CIdeR (20) is a 9 layer convolutional residual network. A schematic detailing of the model can be seen in Figure 1. Each layer or block consists of a stack of convolutional layers with Rectified Linear Units (ReLUs). Batch normalization (21) also features in the residual units, acting as a source of regularization and supporting training stability. A fully connected layer with sigmoid activation terminates the model yielding a single logit output which can be interpreted as an estimation of the probability of COVID-19. As detailed in Figure 1 the network is modified to be compatible with a varying number of modalities, for example, if a participant has provided cough, deep breathing, and sustained vowel phonation audio recordings, they can be stacked in a depth wise manner and passed through the network as a single instance. We use PyTorch library in python to implement CIdeR and baseline models.

Figure 1

A schematic of the COVID-19 Identification ResNet, (CIdeR). The figure shows a blow-up of a residual block, consisting of convolutional, batch normalization, and Rectified Linear Unit (ReLU) layers.

2.2. Pre-processing

At training time, a window of s-seconds, which was fixed at 6 s for these challenges, is sampled from the audio recording randomly. If the audio recording is less than s-seconds long, the sample is padded with repeated versions of itself. The sampled audio is then converted into Mel-Frequency Cepstral Coefficients (MFCCs) resulting in an image of width s * the sample rate and height equal to the number of MFCCs. Three data augmentation steps are then applied to the sample. First, the pitch of the recording is randomly shifted, secondly, bands of the Mel spectrogram are masked in the time and Mel coefficient axes and finally, Gaussian noise is added. At test time, the sampled audio recording is chunked into a set of s-second clips and processed in parallel. The mean of the set of logits is then returned as the final prediction.

2.3. Baselines

The DiCOVA team ran baseline experiments for the track 1 (coughing) sub-challenge; only the best performing (MLP) model's score was reported.
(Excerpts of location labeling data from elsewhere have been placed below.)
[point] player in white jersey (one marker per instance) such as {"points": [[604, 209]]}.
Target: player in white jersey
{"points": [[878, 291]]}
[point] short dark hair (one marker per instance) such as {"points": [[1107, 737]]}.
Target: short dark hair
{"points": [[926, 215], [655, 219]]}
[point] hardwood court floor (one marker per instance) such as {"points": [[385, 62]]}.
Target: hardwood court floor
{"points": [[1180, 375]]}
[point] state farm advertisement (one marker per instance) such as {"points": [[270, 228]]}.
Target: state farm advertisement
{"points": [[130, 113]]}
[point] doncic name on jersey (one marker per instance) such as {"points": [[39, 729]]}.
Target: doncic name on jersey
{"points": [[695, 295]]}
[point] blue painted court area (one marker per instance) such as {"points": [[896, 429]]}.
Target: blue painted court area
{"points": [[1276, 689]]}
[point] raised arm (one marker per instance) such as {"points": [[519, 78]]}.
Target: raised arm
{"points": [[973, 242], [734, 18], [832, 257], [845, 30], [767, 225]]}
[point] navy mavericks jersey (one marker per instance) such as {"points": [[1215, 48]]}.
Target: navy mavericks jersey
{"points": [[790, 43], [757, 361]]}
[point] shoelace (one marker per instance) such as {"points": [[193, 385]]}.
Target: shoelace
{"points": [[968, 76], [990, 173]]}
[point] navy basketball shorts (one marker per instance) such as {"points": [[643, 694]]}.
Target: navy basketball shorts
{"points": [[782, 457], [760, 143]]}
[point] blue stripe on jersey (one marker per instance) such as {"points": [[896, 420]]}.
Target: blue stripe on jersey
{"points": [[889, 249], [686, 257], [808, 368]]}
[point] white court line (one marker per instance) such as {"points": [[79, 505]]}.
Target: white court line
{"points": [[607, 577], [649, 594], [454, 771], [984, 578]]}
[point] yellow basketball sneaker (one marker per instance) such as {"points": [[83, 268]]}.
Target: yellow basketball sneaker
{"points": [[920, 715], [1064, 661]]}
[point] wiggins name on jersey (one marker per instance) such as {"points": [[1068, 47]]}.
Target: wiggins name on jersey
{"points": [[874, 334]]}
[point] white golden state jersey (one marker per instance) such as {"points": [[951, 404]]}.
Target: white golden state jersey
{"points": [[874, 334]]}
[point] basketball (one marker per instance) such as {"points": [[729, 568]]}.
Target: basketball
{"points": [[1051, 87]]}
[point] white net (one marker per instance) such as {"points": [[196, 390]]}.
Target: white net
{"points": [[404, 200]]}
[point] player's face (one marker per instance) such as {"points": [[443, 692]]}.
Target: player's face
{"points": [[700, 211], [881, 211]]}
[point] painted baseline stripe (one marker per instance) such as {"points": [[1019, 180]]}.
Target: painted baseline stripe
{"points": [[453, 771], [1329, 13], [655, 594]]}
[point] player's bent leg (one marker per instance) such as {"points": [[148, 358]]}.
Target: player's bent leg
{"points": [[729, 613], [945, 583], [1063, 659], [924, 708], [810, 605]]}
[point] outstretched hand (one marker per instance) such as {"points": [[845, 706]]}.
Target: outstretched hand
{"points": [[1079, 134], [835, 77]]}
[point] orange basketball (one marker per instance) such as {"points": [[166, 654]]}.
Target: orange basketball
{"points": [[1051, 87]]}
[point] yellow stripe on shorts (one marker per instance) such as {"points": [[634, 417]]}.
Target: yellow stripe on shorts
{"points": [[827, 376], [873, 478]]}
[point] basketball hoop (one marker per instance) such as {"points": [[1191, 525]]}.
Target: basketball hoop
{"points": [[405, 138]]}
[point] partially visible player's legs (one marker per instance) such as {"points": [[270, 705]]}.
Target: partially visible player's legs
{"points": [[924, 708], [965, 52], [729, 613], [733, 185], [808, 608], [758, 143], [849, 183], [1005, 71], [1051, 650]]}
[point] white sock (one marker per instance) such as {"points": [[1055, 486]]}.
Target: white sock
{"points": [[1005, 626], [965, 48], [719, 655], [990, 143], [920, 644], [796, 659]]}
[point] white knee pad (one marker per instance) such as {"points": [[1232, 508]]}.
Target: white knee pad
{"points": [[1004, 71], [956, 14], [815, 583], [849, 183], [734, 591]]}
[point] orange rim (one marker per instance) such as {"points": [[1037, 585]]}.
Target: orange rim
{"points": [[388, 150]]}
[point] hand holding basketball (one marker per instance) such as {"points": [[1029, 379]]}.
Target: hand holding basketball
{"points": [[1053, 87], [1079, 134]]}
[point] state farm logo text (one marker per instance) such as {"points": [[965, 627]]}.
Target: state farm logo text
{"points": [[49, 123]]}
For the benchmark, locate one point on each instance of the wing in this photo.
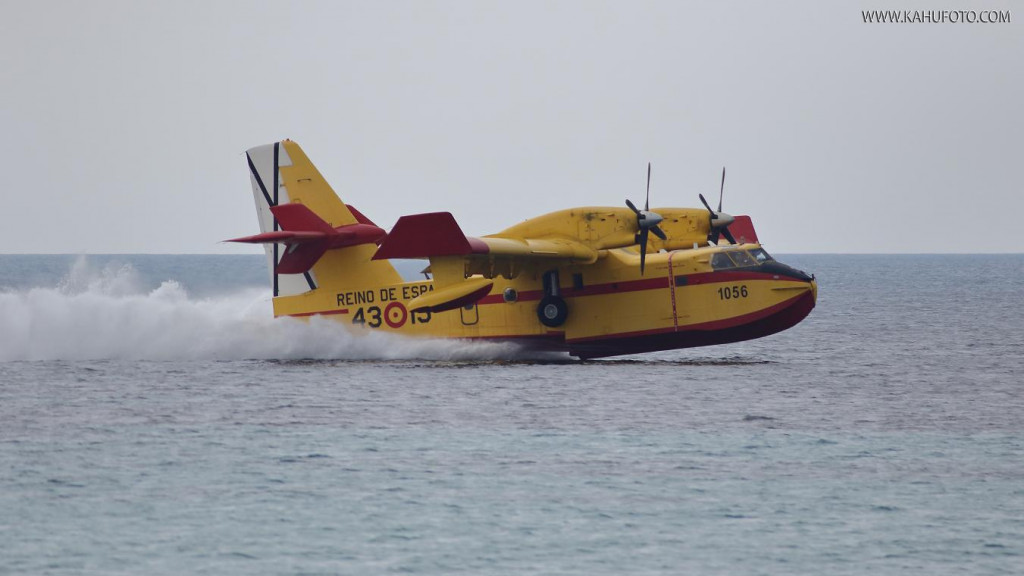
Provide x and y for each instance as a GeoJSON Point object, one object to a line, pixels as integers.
{"type": "Point", "coordinates": [455, 257]}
For the track 2 (deep breathing/vowel phonation/counting) sub-challenge, however, baseline results were not provided. Baseline results were provided for the ComParE challenge but only Unweighted Average Recall (UAR) was reported rather than Area Under Curve of the Receiver Operating Characteristics curve (ROC-(AUC)). To allow comparison across challenges, we created new baseline results for the ComParE sub-challenges and the DiCOVA Track 2 sub-challenge, using the same baseline methods described for the DiCOVA Track 1 sub-challenge. The three baseline models applied to all four sub-challenge datasets were Logistic Regression (LR), Multi-layer Perceptron (MLP), and Random Forrest (RF), where the same hyperparameter configurations that were specified in the DiCOVA baseline algorithm was used (13). To provide a baseline comparison for the CIdeR track 2 results, we built a multimodal baseline model. We followed a similar strategy with the provided DiCOVA baseline algorithm, while extracting the features for each modality. Rather than individual training for different models, we developed an algorithm that concatenates input features from separate modalities. Then, this combined feature set was fed to the baseline models: LR, MLP, and RF. We used 39 dimensional MFCCs as our feature type to represent the input sounds. For LR, we used Least Square Error (L2) as a penalty term. For MLP, we used a single hidden layer of size 25 with a Tanh activation layer and L2 regularization. The Adam optimiser and a learning rate of 0.0001 was used. For RF, we built the model with 50 trees and split based on the gini impurity criterion.

3. Datasets

3.1. ComParE

ComParE hosted two COVID-19 related sub-challenges, the COVID-19 Cough Sub-Challenge (CCS) and the COVID-19 Speech Sub-Challenge (CSS). Both CCS and CSS are subsets of the crowd sourced Cambridge COVID-19 sound database (14, 22). CCS consists of 926 cough recordings from 397 participants. Participants provided 1–3 forced coughs resulting in a total of 1.63 h of recording. CSS is made up of 893 recordings from 366 participants totalling 3.24 h of recording. Participants were asked to recite the phrase “I hope my data can help manage the virus pandemic” in their native language 1–3 times. The train-test splits for both sub-challenges are detailed in Table 1.

Table 1

ComParE sub-challenge dataset splits.

	CCS			CSS
#	Train	Val	Test	Train	Val	Test
COVID-19-postive	71	48	39	72	142	94
COVID-19-negative	215	183	169	243	153	189
Total	286	231	208	315	295	283

Values specify the number of audio recordings, not the number of participants.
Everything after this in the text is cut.